The project provides a .NET wrapper with simple helper functions around the Tika text extraction library. To use the Tika Java libraries in your .NET application via IKVM.
- Add a Nuget dependency to Noggle.TikaOnDotNet.Parser.
- Instantiate a new
Tika
object and call one of theParser
methods.
using Noggle.TikaOnDotNet.Parser;
var tika = new Tika();
//simple text extraction from File/URL/Stream
string textFromFile = tika.ParseToString(stringToFile);
string textFromStream = tika.ParseToString(streamObject);
string textFromByteArray =tika.ParseToString(byteArrayObject);
//Parse a document and extract text and metadata from File/URL/Stream
var localFileContents = tika.Parse(stringToFile);
var webPageContents = tika.Parse(new Uri("https://google.com"));
var streamDocResults = tika.Parse(new FileStream(file, FileMode.Open, FileAccess.Read));
//Detect Language from string
var lang = tika.GetLanguage(textString);
This project produces two nugets:
-
Noggle.TikaOnDotNet: A straight IKVM hosted port of Java Tika project. Link: https://www.nuget.org/packages/Noggle.TikaOnDotnet/
-
Noggle.TikaOnDotNet.Parser: A wrapper with helper functions to use Tika to extract text and additional metadata from rich documents. Link: https://www.nuget.org/packages/Noggle.TikaOnDotNet.Parser/
Start out by taking a look at the Developer Guide.

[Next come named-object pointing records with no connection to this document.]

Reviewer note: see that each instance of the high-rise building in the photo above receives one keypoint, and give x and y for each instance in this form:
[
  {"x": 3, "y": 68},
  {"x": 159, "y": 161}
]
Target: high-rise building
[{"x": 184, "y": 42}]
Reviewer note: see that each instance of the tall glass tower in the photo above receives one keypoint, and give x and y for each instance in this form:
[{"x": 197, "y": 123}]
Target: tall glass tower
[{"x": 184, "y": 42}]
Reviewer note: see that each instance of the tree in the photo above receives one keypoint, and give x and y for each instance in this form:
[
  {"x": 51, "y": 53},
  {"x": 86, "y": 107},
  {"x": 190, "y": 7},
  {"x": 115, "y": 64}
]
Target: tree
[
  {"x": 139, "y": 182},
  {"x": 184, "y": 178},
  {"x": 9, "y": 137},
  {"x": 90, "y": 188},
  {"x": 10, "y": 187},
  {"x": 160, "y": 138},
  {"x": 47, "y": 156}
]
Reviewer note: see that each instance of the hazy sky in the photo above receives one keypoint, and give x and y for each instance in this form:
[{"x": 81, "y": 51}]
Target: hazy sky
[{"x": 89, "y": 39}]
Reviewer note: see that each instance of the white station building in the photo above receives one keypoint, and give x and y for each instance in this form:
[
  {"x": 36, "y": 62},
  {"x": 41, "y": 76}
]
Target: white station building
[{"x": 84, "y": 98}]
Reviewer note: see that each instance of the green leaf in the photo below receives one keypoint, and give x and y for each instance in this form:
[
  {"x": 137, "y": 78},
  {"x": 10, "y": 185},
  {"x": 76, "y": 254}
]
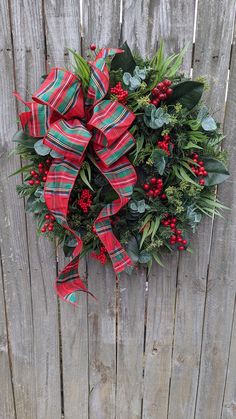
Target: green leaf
[
  {"x": 209, "y": 124},
  {"x": 41, "y": 149},
  {"x": 144, "y": 257},
  {"x": 132, "y": 249},
  {"x": 188, "y": 93},
  {"x": 125, "y": 60},
  {"x": 84, "y": 178},
  {"x": 217, "y": 172}
]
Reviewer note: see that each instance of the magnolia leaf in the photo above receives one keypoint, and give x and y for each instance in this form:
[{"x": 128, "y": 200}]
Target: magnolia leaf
[
  {"x": 188, "y": 93},
  {"x": 209, "y": 124},
  {"x": 217, "y": 172},
  {"x": 41, "y": 149},
  {"x": 125, "y": 60}
]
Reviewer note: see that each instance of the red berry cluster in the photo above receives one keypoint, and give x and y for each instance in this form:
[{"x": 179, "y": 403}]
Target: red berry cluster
[
  {"x": 85, "y": 201},
  {"x": 177, "y": 237},
  {"x": 41, "y": 175},
  {"x": 165, "y": 143},
  {"x": 154, "y": 187},
  {"x": 120, "y": 93},
  {"x": 101, "y": 256},
  {"x": 199, "y": 171},
  {"x": 161, "y": 92},
  {"x": 49, "y": 224}
]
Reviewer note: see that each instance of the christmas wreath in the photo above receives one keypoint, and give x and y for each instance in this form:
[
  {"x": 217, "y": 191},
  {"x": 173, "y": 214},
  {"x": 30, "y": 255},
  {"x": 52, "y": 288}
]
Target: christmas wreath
[{"x": 123, "y": 159}]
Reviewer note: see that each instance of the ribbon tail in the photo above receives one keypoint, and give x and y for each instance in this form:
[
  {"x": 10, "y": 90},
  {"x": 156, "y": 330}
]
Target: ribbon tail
[
  {"x": 60, "y": 182},
  {"x": 122, "y": 177}
]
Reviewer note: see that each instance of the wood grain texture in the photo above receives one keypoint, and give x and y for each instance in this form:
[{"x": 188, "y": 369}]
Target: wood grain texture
[
  {"x": 101, "y": 23},
  {"x": 229, "y": 402},
  {"x": 130, "y": 345},
  {"x": 146, "y": 22},
  {"x": 102, "y": 341},
  {"x": 221, "y": 286},
  {"x": 193, "y": 269},
  {"x": 62, "y": 22},
  {"x": 38, "y": 388},
  {"x": 6, "y": 394},
  {"x": 62, "y": 25},
  {"x": 159, "y": 338}
]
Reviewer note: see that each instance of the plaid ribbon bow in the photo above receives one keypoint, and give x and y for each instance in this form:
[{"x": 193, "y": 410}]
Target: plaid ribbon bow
[{"x": 68, "y": 122}]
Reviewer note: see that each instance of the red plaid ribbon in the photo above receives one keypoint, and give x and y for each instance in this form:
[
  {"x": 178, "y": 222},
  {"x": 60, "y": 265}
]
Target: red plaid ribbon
[{"x": 67, "y": 121}]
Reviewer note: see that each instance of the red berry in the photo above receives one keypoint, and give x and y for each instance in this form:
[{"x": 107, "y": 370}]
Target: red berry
[
  {"x": 169, "y": 92},
  {"x": 167, "y": 82}
]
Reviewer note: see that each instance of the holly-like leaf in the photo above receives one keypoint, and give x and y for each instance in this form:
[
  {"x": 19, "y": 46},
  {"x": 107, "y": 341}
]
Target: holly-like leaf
[
  {"x": 41, "y": 149},
  {"x": 188, "y": 93},
  {"x": 125, "y": 60},
  {"x": 217, "y": 172}
]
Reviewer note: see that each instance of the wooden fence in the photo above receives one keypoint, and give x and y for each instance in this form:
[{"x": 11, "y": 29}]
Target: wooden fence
[{"x": 169, "y": 352}]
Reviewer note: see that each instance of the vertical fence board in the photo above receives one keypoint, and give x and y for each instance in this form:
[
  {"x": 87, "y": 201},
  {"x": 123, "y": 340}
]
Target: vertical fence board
[
  {"x": 229, "y": 402},
  {"x": 102, "y": 341},
  {"x": 130, "y": 345},
  {"x": 6, "y": 394},
  {"x": 146, "y": 22},
  {"x": 6, "y": 114},
  {"x": 101, "y": 23},
  {"x": 13, "y": 241},
  {"x": 221, "y": 288},
  {"x": 193, "y": 269},
  {"x": 42, "y": 340},
  {"x": 62, "y": 23},
  {"x": 159, "y": 336},
  {"x": 101, "y": 26}
]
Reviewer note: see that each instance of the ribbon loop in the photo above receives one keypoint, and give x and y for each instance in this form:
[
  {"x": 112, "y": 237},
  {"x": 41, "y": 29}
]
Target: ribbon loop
[{"x": 55, "y": 115}]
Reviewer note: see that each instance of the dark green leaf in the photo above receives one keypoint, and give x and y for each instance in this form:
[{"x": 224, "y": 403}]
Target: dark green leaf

This project is an individual fork and extension of TikaOnDotNet. It has upgraded .NET, Visual Stuio, FAKE And NUnit3 framwork dependencies as well as using newer Tika java version. There have been additional individual feature upgrades in the wrapper package Noggle.TikaOnDotNet.Parser. Original version was done by KevM as TikaOnDotNet.Text package.